Quelles sont les conséquences politiques de ces événements ?
Côté malien, la crise est bien sûr considérable. Le Président IBK s’est désolidarisé de son armée en affirmant indirectement n’avoir jamais donné l’ordre de tirer. Le Ministre de la Défense a été « démissionné ». L’opposition a déposé une motion de censure contre le gouvernement après avoir demandé la démission du premier ministre sans succès.
De notre côté, nous avons considéré que la partie malienne avait violé l’Accord de Ouagadougou, et nous avons lancé l’offensive sur tout le territoire de l’Azawad, partout où c’était possible. L’armée malienne a quitté les lieux sans combattre, à Tessalit, à Agelhoc, à Anefis, à Menaka entre autres. L’armée française et la Minusma se sont interposées pour arrêter notre progression à 36 km de Gao et 55 km de Tombouctou. La situation s’est stabilisée sur ces bases : à l’exception des deux grandes villes et leurs environs, nous contrôlons tout le territoire. Avec le HCUA et le MAA, nous sommes à Kidal, le MAA est présent avec nous aux abords de Tombouctou et le MNLA est sur tout le territoire.

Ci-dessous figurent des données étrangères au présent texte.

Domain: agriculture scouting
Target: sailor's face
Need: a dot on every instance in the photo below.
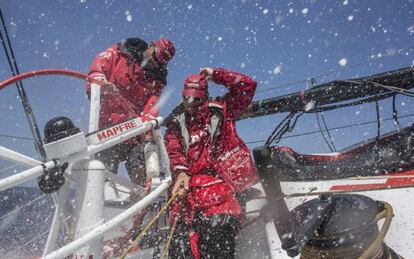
(193, 104)
(151, 58)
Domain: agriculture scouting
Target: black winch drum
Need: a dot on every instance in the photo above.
(350, 230)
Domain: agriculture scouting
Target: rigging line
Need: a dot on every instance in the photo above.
(394, 89)
(13, 166)
(270, 139)
(336, 128)
(330, 143)
(388, 87)
(335, 71)
(23, 97)
(395, 114)
(378, 117)
(339, 106)
(15, 137)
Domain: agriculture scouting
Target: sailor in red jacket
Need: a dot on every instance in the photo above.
(210, 163)
(135, 74)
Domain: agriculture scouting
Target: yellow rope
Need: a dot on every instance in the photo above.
(149, 225)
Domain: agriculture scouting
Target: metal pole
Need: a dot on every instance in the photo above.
(90, 175)
(111, 224)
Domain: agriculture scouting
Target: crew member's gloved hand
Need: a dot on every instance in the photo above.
(207, 72)
(109, 87)
(181, 183)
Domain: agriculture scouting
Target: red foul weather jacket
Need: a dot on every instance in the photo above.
(209, 150)
(136, 85)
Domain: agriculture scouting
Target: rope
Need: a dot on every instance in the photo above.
(333, 72)
(294, 195)
(149, 225)
(336, 128)
(167, 245)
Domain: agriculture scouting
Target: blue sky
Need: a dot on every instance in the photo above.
(276, 42)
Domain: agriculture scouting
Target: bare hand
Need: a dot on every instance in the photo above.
(207, 72)
(181, 183)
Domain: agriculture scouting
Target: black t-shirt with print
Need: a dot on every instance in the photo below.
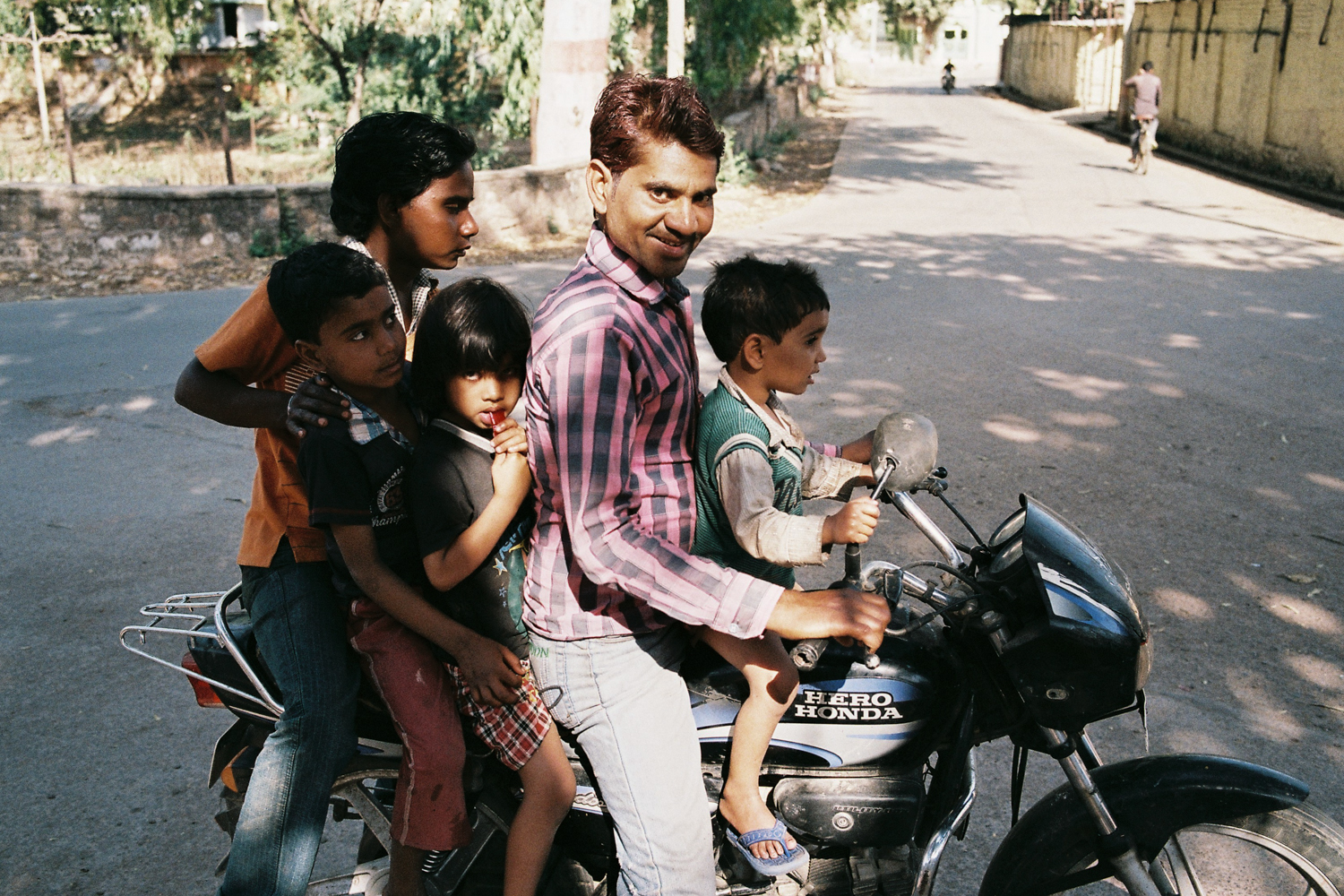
(349, 482)
(449, 485)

Côté français, ils ont pu observer tout cela très en détail car ils avaient déployé des moyens aériens d’observation et comme les casques bleus de la Minusma, ils ont été témoins de la réalité du terrain. Ils ne sont pas intervenus, au grand dam des autorités maliennes.
Un cessez-le-feu a été négocié le 23 mai sous l’égide du Président mauritanien qui est aussi l’actuel président en exercice de l’Union africaine et du représentant spécial du Secrétaire général de l’ONU. Il prévoit un retour aux accords de Ouagadougou, l’ouverture immédiate de négociations, la libération des prisonniers tenus par les deux parties ainsi que la mise en place d’une commission d’enquête internationale indépendante qui était déjà prévue par l’Accord de Ouagadougou.

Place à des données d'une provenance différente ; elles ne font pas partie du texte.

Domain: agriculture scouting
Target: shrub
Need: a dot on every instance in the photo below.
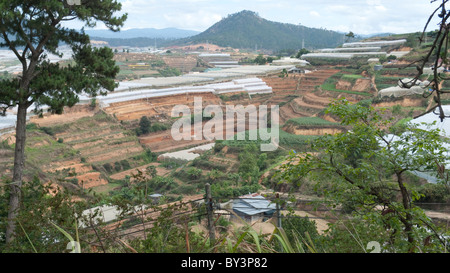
(108, 168)
(125, 164)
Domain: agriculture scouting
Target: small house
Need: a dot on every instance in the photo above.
(156, 197)
(253, 207)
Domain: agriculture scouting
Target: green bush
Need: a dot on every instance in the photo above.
(125, 164)
(108, 168)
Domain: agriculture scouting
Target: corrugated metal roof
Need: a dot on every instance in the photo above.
(253, 204)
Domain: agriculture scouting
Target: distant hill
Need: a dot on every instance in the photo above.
(247, 29)
(152, 33)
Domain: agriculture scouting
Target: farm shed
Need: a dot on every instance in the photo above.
(399, 91)
(252, 207)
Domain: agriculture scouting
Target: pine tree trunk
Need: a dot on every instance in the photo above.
(19, 163)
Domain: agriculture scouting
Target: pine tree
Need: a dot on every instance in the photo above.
(31, 30)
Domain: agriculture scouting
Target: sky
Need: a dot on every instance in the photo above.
(358, 16)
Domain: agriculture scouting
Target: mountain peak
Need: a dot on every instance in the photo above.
(246, 29)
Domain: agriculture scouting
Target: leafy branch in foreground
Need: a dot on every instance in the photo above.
(366, 168)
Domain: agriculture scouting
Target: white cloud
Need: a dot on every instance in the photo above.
(314, 13)
(361, 17)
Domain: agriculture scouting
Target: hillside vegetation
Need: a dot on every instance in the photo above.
(246, 30)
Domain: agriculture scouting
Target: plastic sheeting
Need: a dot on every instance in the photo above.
(400, 91)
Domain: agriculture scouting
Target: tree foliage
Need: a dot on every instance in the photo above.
(364, 171)
(34, 29)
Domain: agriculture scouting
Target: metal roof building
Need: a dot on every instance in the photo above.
(253, 207)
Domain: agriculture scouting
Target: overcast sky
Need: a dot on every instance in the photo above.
(359, 16)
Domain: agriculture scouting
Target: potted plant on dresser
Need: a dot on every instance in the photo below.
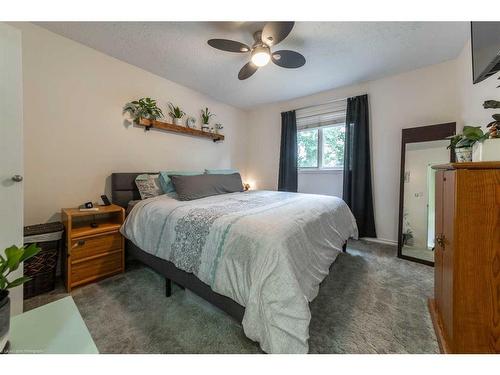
(489, 150)
(176, 113)
(462, 143)
(14, 256)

De côté, le MLNA, le HCUA et le MAA nous avons rendu publique une déclaration conjointe le 9 juin dernier dans laquelle nous affirmons parler d’une seule voix et être prêts à des négociations sincères et crédibles. Nous sommes en situation bien meilleure à la négociation, et nous espérons de grandes avancées désormais.
À lire dans ARRITTI du 26.06.2014
Interview recueillie par François ALFONSI.
(…)
CorsicaInfurmazione.org by @Lazezu
Revue de Presse et suite de l’article :
sur Corse Matin, sur Alta Frequenza, sur RCFM, Sur Corsica, Sur le Journal de la Corse, Sur Alcudina, sur Corsica Infurmazione/Unità Naziunale, sur France 3 Corse, Sur Corse Net Info (CNI)
Corsica Infurmazione: l’information de la Corse, des Réseaux sociaux et des Blogs politiques [Plateforme Unità Naziunale]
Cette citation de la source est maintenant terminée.